Come si fa a calarsi in un ruolo così doloroso?
Bisogna prepararsi a lungo e ripescare nelle proprie esperienze. Per fortuna io non sto morendo come Eugenia, ma da attrice ho imparato a usare il privato per far risuonare le emozioni dei personaggi. Il bello di invecchiare è che col tempo e l’esperienza si hanno più frecce al proprio arco. Forse per questo lavoro più oggi di quando ero giovane.
Lei non ha figli.
È vero, non ho vissuto questa esperienza. Ma ho interpretato molte madri, e paradossalmente riesco ad avere una prospettiva migliore su questi personaggi. Osservo le mie amiche e le mie sorelle nelle relazioni con i propri figli e nipoti.

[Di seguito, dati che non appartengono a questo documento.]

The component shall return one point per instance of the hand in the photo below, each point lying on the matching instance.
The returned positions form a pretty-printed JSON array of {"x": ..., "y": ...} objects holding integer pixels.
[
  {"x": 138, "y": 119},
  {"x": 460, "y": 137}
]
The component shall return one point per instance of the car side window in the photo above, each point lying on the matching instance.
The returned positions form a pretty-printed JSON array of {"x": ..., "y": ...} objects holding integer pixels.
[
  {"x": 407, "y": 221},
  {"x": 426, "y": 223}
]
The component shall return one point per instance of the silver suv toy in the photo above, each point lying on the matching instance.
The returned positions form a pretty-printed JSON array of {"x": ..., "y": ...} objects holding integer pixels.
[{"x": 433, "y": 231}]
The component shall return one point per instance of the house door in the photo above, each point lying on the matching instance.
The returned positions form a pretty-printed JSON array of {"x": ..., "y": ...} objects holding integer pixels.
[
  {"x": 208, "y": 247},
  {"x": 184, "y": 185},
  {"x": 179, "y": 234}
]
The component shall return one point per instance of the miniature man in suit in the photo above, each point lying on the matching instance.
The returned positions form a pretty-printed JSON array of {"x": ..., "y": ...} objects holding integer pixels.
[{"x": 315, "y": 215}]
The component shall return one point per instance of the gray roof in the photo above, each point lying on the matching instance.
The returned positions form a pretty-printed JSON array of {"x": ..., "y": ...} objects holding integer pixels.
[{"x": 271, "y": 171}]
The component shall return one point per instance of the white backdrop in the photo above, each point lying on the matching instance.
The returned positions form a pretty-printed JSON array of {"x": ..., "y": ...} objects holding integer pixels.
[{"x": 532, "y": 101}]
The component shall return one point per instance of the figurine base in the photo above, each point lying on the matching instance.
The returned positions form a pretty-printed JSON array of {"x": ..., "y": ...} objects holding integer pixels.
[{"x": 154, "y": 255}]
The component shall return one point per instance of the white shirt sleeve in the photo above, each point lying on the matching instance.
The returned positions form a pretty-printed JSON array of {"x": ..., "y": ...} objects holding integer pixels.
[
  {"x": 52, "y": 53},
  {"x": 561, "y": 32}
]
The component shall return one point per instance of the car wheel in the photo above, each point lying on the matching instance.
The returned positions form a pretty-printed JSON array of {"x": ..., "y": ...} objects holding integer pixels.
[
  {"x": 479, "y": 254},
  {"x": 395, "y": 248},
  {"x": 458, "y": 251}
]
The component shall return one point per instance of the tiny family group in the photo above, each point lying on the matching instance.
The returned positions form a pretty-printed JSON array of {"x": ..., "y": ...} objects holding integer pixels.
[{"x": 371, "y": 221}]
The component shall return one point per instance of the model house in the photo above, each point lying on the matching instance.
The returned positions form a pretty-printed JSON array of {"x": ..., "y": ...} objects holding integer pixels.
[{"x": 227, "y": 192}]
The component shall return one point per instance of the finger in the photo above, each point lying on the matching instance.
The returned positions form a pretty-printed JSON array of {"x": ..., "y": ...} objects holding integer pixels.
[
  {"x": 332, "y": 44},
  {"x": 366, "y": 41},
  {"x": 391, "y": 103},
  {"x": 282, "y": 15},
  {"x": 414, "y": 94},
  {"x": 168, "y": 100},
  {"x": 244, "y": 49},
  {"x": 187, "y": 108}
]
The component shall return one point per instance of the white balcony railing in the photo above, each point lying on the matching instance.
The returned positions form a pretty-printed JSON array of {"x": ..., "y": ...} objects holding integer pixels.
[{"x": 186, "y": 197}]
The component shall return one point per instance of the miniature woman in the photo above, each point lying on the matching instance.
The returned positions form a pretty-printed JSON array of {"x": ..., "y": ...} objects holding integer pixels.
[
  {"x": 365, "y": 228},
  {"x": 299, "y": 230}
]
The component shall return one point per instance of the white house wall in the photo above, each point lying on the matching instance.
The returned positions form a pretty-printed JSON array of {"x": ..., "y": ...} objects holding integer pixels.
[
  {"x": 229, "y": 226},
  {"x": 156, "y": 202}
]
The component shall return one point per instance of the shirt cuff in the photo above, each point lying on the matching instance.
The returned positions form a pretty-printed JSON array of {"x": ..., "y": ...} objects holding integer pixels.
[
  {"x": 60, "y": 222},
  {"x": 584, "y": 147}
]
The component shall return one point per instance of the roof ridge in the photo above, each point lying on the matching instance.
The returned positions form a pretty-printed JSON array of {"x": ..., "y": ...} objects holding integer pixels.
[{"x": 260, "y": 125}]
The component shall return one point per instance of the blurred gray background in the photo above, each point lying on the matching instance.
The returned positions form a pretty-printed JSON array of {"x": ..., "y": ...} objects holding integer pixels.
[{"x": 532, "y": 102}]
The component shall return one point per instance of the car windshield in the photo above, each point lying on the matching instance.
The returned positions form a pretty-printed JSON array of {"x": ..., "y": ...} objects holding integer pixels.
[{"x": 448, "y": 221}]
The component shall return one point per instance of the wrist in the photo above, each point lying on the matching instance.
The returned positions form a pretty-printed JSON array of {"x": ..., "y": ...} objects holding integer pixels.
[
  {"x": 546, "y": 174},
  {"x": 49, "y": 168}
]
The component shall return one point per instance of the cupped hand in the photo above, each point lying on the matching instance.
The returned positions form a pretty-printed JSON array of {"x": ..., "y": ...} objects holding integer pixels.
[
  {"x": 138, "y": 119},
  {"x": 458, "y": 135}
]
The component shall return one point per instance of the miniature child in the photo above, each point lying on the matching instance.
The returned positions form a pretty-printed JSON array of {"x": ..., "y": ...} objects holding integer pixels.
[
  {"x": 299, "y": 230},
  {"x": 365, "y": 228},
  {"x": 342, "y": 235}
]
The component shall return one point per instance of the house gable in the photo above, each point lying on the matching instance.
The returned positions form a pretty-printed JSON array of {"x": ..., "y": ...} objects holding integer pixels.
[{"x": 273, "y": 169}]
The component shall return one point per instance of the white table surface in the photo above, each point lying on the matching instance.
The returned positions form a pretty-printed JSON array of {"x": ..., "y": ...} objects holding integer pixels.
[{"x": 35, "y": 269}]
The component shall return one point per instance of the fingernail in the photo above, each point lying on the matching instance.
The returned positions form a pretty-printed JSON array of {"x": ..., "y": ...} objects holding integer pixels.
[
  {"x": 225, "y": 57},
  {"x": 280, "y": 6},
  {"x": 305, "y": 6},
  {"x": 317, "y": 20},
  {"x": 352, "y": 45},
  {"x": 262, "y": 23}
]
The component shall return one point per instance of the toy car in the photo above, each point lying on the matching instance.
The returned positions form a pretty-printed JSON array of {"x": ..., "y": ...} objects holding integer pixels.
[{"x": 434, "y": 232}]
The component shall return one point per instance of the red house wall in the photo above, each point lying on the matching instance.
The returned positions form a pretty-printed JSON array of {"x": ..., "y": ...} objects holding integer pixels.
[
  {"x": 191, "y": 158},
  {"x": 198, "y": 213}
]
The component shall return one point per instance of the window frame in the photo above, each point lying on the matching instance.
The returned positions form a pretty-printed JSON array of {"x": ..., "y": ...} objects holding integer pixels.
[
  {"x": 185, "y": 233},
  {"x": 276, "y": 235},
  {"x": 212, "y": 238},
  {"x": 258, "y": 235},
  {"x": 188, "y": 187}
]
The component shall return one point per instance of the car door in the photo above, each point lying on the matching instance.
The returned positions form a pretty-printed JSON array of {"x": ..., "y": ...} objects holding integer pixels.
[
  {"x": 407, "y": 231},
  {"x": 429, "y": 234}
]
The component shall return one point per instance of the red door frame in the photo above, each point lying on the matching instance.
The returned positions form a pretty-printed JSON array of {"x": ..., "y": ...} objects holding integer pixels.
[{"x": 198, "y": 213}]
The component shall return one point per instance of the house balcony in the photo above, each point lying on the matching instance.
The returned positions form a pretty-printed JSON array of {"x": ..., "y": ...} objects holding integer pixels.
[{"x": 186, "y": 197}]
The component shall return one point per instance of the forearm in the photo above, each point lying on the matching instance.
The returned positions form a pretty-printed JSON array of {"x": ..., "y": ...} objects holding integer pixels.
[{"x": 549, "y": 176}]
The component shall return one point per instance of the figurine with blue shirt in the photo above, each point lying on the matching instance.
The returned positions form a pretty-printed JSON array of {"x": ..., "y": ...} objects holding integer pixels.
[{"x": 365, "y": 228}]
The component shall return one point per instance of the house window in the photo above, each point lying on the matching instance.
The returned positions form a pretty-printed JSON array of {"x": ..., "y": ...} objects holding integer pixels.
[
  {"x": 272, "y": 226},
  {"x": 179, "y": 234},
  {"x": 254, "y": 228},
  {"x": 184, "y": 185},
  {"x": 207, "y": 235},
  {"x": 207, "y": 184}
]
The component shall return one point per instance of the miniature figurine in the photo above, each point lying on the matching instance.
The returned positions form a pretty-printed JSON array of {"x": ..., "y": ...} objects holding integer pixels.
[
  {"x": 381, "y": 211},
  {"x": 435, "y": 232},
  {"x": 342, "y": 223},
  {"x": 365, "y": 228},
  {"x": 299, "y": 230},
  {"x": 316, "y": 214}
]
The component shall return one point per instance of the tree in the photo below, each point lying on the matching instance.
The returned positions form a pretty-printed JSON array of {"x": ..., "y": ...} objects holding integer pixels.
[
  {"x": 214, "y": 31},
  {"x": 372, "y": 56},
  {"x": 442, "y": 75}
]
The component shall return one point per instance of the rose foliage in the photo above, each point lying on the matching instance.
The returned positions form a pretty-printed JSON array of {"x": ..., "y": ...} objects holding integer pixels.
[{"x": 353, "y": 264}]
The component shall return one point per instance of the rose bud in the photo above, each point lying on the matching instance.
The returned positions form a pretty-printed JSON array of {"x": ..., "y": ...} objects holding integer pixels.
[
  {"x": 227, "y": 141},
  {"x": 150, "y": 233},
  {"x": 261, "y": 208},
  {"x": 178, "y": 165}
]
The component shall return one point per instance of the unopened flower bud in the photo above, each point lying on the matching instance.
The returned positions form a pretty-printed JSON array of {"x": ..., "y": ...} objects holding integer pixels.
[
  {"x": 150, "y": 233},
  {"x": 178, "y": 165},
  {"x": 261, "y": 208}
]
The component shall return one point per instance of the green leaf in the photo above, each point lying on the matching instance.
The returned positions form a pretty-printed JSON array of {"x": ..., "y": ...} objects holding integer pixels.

E poi come punto di riferimento spesso ho mia madre Jackie che è sempre stata una donna forte e per me un modello per via del suo ruolo pubblico.
Attrice anche lei?
No, è stata per dieci anni nella Camera dei rappresentanti della Louisiana e poi ha avuto diversi ruoli nell’amministrazione di New Orleans. Insieme ad altri ha contribuito a salvare la città e i suoi abitanti dopo l’uragano Katrina del 2005. Quindi ho sempre avuto davanti agli occhi un esempio di gran carattere, che di sicuro mi ha forgiato. Eugenia è molto diversa da me, ma ho cercato di accogliere la sua fragilità. Anche perché il suo è un viaggio di redenzione, insegna che quando metti al mondo un figlio, l’unica scelta possibile è amarlo. E non importa se è maschio, femmina o transgender.
Pallaoro in questo film gioca spesso su sguardi e silenzi. Da attrice è un vantaggio che ci siano meno dialoghi?
L’amore spesso non si esprime a parole, e forse è per questo che Eugenia e Monica (la bravissima attrice trans Trace Lysette, ndr) hanno così tanto bisogno di parlarsi. Da attrice posso dire che la performance dipende più dal ruolo e dalla qualità dei dialoghi che dalla quantità, ma paradossalmente il fatto di averne meno in questo film mi ha permesso di concentrarmi sulle emozioni ed essere più vicina al personaggio, senza farmi distrarre dalle battute.
E quando si interpreta un personaggio che prova emozioni così forti per lei è meglio uscire dal personaggio tra un ciak e l’altro oppure no?
In generale sono capace di entrare nella mente di qualcuno piuttosto velocemente durante le riprese, soprattutto se ho pensato a lei così a lungo come nel caso di Eugenia, che mi è stata proposta tre anni prima dell’inizio del film. Però Pallaoro ha creato un set in cui non c’era spazio per altro, oltre alla storia. Un approccio che mi piace, ma ricordo che la sera, dopo aver passato molte ore nella camera da letto di Eugenia, finalmente si spegnevano i riflettori e facevo un respiro profondo.
Di recente si è discusso molto se sia ancora giusto assegnare premi ai festival o agli Oscar per la migliore interpretazione maschile o femminile, perché tale scelta escluderebbe, secondo alcuni, tutti quelli che non si identificano nei due generi. Infatti al Festival di Berlino è stata inaugurata la miglior performance. Che ne pensa?
Se lei si riferisce a Trace Lysette non ci sarebbe alcun problema a scegliere la categoria perché è donna a tutti gli effetti. Ma a parte il limite di non considerare chi non si identifica con il genere maschile o femminile, ridurre le categorie a una sola «per la miglior performance» discrimina sicuramente le donne. Perché l’industria del cinema è ancora largamente dominata dai maschi.
Immagino che però Hollywood fosse anche peggio quando ha iniziato lei…
Oh sì, ormai ho 38 anni di carriera, un’eternità. Non solo Hollywood, ma il mondo era peggiore. Pensi che sul set di The Untouchables – Gli intoccabili, il mio primo film (dove interpretava la moglie di Kevin Costner, ndr), persino in sala trucco c’erano soltanto uomini. C’erano maschi bianchi in ogni ruolo. Oggi per fortuna sono stati fatti passi avanti. Ho appena finito di girare una serie tv in otto episodi intitolata Gray, in cui interpreto il ruolo principale. Una volta queste cose non accadevano.
Di che cosa parla la serie?
Cornelia Gray è un’ex agente della Cia che ritorna a farsi viva dopo essere scomparsa a lungo perché reputata di aver tradito il Paese. Interpreto una femme fatale, a 62 anni! Insieme a me c’è Nathalie Emmanuel (vista nel Trono di Spade, ndr) e la serie è scritta da John McLaughlin, che aveva sceneggiato Black Swan. Il racconto è brillante ma anche drammatico, perché Gray non ha rivisto né il marito né i suoi figli per 20 anni.